Our very first road trip. Wow. We didn’t really know what to expect, but we were super excited to get out on the road in our new mobile home and see all the places we’d read about. But we were also sad to be leaving Perth, as it’s all we’d known in Australia so far and it is such a beautiful city.
Before we drove out of Perth, we stopped off up the hill on the way to Kalamunda, as there is a view point that looks over the city that I had driven past everyday on the way back from work, just to say a final goodbye to our first Australia home.
Then we hit the road, Perth to Adelaide in less than 2 weeks.
Once we were on the road, our first destination was Busselton to see the 2km long jetty. We had originally wanted to stop off in Bunbury to see if we could spot any dolphins, but as we were a day behind already we decided to skip it. We had left late as well, so after a 2 1/2 hour drive, we arrived into Busselton just as the sun was about to set. So we found a campsite to stay for the evening, ordered some Chinese for dinner and then spent our first excitable evening in the camper. It was here that I also discovered that Australian Chinese fried rice involves a lot of meat, so I ended up with a rice free meal.
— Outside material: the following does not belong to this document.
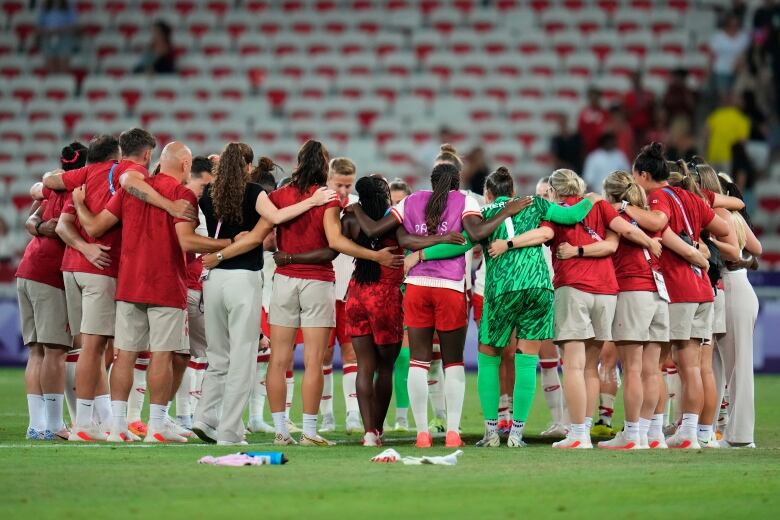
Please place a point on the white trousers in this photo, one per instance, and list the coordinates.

The next morning we got up reasonably early, as you have to check out of campsites by 10am, and we went down to the Jetty. Our first port of call though, before trekking down the 2km jetty and back, was a quick breakfast in a nice cafe on the seafront. Then after filling up on some amazing pancakes, we started our walk along the Jetty. The jetty was pretty cool, it had a blue shed on it which stood out against the water, a train that goes up and down and an under water observatory. The under water observatory was interesting, as it was a building towards the end of the jetty that you went in, walked down some stairs and then it was like being in an aquarium. It had big glass windows that looked out underneath the jetty at the wooden posts,
that were all covered in colourful coral. After spending a bit of time looking at the coral, and learning about the jetty and the marine life around it, we then got back up to dry land and slowly made our way back to van.
Goodbye Perth 😦
Once we had seen all there was to see of Busselton, we left to make our way towards Margaret River. We had a bit of a laugh on the way, as we drove through a town called Cowaramup that had lots of plastic cows dotted around wearing Santa hats.
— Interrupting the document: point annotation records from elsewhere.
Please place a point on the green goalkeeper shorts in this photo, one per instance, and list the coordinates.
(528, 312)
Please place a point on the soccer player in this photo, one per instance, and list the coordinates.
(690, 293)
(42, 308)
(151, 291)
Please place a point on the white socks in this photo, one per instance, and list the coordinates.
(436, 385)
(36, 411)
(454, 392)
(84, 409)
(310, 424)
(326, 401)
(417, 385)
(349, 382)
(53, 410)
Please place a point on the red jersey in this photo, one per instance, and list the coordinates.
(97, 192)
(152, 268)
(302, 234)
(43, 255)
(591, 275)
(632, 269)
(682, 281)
It didn’t take long to get to our next destination, being only 45 minutes, we got to Margaret River in the early afternoon. We didn’t spend much time there though, as with our tight schedule it didn’t quite make the cut. Looking back though, I do wish we had planned for more time there as it was a nice town and it has some great beaches. Oh and lots of wine. That’s what it’s largely known for, the wineries and the surfing beaches. I think they host some of the big surfing competitions throughout the year there, which is easy to see why as the waves are insane. There was even a sign by Surfers point beach categorizing the waves into expert and legendary. After having a wander around town and a quick lunch break, we left for our final destination of the day, Pemberton.
Pemberton wasn’t too far from Margaret river, but it felt like it was. As we’d gone from the beach, into the middle of the forest. And Once we got there it was beginning to get dark, so we found a campsite for the evening and did some planning for the following days.
The next day we got up to find some new friends camped out by the van, some little ducks that we shared breakfast with in exchange for some photos. After they moved on, we then set off for the day to The Gloucester and Diamond trees. Pemberton is known for its massive Karri trees, especially the Gloucester and Diamond trees as they have old fire look out points that are over 50 metres above the ground. The trees basically have metal pegs that spiral up to the top, until they reach a platform that looks out over the other trees in the forest. Obviously I couldn’t resist climbing to the top, which would be to the horror of my parents as there was no harness or anything to stop you falling 50 metres down. Adam did also attempt the climb, but after getting a little way up he decided he wasn’t a fan of heights and lack of safety precautions. But I carried on and eventually made it to the top, it was quite a climb though as eventually the pegs turned into a small vertical ladder, which looked a bit sketchy and was probably the worst part of the climb. After that though I was at the top of the tree, and could see over all the trees in the forest, as well as looking down and seeing how high I was and how small Adam looked. Once I had got photo and video evidence and a bit of a rest, I then began my decent down to a relieved Adam. I was buzzing when I got down, which I guess would be from the adrenaline. I would definitely do it again and would recommend it to anyone thinking about it, unless they’re scared of heights.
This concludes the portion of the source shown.